King Offa has also made it famous by building a dyke. Although that wasn’t his intention. He just wanted to keep the Welsh out and the English in, or perhaps it was the other way around.
Now Offa’s Dyke path goes past our front door. It’s not all dyke of course. Though there are some impressive bits that have survived. They have joined the dots to allow walkers to enjoy the views and the solitude without staying. If they’re lucky, our pub will be open when they pass through. It has opened all hours and no hours over the last few years and has now settled for 11.30 till 3.30 five days a week, not including Monday and Tuesday.
The village also used to have a shop. It housed a post office agency and was located in someone’s front room which had formerly been a real post office.
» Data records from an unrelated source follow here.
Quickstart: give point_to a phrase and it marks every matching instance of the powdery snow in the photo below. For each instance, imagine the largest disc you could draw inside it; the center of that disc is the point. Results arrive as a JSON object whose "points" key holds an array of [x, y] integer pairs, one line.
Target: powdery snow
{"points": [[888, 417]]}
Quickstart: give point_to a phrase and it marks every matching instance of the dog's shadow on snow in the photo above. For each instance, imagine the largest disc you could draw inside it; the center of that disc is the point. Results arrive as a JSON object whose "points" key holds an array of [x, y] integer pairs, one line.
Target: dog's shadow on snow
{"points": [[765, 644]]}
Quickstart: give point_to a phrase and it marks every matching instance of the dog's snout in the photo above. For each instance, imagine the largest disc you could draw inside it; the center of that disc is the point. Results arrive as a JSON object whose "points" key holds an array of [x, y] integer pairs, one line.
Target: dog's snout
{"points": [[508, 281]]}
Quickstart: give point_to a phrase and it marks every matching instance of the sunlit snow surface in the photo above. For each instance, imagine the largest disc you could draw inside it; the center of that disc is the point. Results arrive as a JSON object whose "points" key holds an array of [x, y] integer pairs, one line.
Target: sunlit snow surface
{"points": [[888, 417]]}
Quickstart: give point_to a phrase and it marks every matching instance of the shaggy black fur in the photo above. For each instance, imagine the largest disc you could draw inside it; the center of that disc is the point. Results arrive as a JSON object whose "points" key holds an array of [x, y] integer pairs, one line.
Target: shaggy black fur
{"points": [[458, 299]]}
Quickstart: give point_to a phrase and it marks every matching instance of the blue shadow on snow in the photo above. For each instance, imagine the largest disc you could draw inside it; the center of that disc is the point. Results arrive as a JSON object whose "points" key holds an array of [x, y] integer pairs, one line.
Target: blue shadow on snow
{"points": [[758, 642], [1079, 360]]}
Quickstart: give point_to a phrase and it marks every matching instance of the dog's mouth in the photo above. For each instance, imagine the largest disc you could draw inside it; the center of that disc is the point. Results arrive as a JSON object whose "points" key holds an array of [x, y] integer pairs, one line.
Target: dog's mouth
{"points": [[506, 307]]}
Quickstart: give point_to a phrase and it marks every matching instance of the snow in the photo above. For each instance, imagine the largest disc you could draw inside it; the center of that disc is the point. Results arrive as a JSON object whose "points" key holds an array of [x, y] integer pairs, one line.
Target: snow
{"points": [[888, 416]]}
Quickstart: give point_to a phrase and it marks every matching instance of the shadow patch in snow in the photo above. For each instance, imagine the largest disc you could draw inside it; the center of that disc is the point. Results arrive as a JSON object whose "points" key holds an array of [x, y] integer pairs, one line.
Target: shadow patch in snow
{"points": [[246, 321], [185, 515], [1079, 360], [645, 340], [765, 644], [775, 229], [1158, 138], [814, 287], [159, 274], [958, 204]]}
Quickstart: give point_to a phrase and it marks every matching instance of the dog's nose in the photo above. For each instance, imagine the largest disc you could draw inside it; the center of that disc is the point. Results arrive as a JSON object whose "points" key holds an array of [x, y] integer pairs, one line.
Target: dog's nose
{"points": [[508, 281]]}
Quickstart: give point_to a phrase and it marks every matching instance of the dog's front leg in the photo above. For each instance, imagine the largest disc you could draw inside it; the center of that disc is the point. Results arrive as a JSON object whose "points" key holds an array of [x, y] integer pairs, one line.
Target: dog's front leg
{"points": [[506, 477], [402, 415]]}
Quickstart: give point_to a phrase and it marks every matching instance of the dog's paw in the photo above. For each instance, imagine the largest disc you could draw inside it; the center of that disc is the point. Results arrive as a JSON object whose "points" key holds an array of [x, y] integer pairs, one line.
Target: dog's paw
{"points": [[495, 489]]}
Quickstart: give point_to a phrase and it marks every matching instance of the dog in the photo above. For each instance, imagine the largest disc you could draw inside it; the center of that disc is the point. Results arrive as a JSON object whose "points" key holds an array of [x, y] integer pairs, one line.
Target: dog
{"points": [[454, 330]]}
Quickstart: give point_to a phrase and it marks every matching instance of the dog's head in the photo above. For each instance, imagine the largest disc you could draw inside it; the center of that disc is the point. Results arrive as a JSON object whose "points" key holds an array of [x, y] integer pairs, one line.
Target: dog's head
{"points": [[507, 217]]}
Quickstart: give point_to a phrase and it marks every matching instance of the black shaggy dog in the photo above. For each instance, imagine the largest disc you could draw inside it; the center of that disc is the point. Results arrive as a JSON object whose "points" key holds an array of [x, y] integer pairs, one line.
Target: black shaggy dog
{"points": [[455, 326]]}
When the post office branch was closed, the residents briefly protested and then gave up.
The owners of the front room needed to find another second income so they closed the shop. The shop was one of the reasons many of the considerable number of ‘incomers’ had chosen to live in our village.
For a while the previous post mistress couldn’t think what to do with the front room. She wanted to open a cafe in the summer but the owner of the pub opposite objected because they would take his custom. So they opened when he was shut. Now there is a Saturday, Monday and Tuesday Cafe. It requires a large sign to accommodate the name.
The post office sends a van twice a week instead so locals can still buy stamps and withdraw cash. It comes for an hour on a Wednesday morning and an hour on a Thursday afternoon. As there is also a mobile library van that comes for half an hour (cut from an hour) fortnightly on a different day, it is necessary to have a flow chart on the fridge with a detailed schedule of part time public services.
The jewel in our village is a school. It has 40 plus pupils who live in and around the village, and it has to be said, from further afield. This is because our school has the highest ranking possible of any school in Wales.
The school only exists because the building was donated to the community and because the grateful community successfully fought to keep it open.
Twice they have saved it from closure in spite of all the might of government, national and local. And they need to keep in practice because it’s only a matter of time before the enemy gathers strength and returns. In the meantime, 40 plus children get the best education a child in Britain can get. For free anyway.
In this blog I will record the decline of the rural area in which I live. And its small victories.